For hydrocarbon-focused companies seeking to thrive in the energy transition, having a fully integrated digital infrastructure that enables information and insight to flow seamlessly, in real time, across the organization, is one major key to operational excellence. As Crescent Petroleum found when it got rid of siloed systems and integrated its operations under a single digital system, the insights yielded by operational data translated into better decision-making about how and where to deploy resources to reduce facility emissions. This in turn revealed pathways for more cost- and resource-efficient ways to extract, refine, and deliver products to market.

Relying less on custom, code-intensive applications, and turning more to ready-to-integrate, off-the-shelf solutions available in the cloud for non-differentiating business processes (such as task management, workforce management, and documentation), can help companies capture new efficiencies while cutting IT costs.

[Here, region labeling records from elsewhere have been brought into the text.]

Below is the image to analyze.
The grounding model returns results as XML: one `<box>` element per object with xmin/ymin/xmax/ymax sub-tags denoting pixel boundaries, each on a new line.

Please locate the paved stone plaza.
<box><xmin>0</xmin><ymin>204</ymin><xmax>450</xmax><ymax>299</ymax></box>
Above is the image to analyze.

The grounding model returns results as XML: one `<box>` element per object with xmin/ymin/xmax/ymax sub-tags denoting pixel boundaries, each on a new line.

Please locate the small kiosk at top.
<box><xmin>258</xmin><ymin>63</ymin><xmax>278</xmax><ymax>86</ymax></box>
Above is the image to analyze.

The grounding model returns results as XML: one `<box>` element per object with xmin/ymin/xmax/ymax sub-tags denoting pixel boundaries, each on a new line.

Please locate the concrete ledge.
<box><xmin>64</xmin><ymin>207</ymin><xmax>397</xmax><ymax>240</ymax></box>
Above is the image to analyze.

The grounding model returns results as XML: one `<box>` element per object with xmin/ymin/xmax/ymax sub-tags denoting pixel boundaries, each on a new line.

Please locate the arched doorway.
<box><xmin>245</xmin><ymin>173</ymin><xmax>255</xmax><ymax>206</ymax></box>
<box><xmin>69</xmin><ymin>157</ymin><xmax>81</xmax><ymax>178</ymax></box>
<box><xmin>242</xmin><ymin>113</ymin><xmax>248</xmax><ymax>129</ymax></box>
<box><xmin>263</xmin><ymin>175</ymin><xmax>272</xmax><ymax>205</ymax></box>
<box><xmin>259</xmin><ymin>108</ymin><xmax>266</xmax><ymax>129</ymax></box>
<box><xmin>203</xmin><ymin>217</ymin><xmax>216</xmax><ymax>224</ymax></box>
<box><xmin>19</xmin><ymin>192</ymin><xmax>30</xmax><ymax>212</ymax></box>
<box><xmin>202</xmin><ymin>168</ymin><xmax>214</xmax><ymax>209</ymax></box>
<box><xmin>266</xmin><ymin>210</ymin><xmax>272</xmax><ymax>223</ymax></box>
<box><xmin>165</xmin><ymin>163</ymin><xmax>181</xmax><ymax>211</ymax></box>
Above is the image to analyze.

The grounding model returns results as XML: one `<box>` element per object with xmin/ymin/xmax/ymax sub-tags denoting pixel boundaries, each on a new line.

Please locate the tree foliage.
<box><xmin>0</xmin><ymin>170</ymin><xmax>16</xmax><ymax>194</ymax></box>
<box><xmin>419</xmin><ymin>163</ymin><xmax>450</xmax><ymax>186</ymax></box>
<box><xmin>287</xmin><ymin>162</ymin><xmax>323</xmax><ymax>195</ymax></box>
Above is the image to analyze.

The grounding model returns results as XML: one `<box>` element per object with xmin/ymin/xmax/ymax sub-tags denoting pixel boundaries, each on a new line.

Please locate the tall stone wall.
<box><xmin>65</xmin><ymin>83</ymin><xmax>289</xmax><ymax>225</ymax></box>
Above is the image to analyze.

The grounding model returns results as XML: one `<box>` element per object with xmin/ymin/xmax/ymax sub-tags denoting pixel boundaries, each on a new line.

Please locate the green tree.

Some of the biggest names in the energy business, including BP, Chevron, and Shell, are already moving in that direction, having taken steps to eliminate custom code and reduce costs through standardizing operations.

Sustainability-Related Networks and Metrics

Many energy companies are building digitally connected supplier networks, then applying AI and ML tools to analyze huge amounts of data from inside and outside their businesses. This enables them to be more responsive and agile in their supply chain decisions, better manage risk, and identify the most sustainable pathways for getting products to market.

Hydrocarbons aren’t likely to soon lose their relevance in the energy mix. DNV, an independent assurance and risk management firm, recently predicted in its Energy Transition Outlook 2023, that 48 percent of the global energy mix will remain driven by fossil fuels by 2050. Still, achieving operational excellence will mean prioritizing sustainability performance alongside financial performance across the business. Incorporating environmental, social, and governance (ESG) metrics into corporate performance assessments ensures a joint focus on achieving sustainability while maximizing profits. For example, SAP offers a precision-tooled approach to sustainability by enabling transactional carbon accounting through its green ledger.

Sustainability begins with operational excellence. By optimizing processes, reducing waste, embracing innovative technologies, fostering collaboration, engaging employees, and measuring progress, companies can pave the way for a greener and more sustainable future.

Brent Potts is responsible for global marketing for the oil, gas, and energy industry at SAP.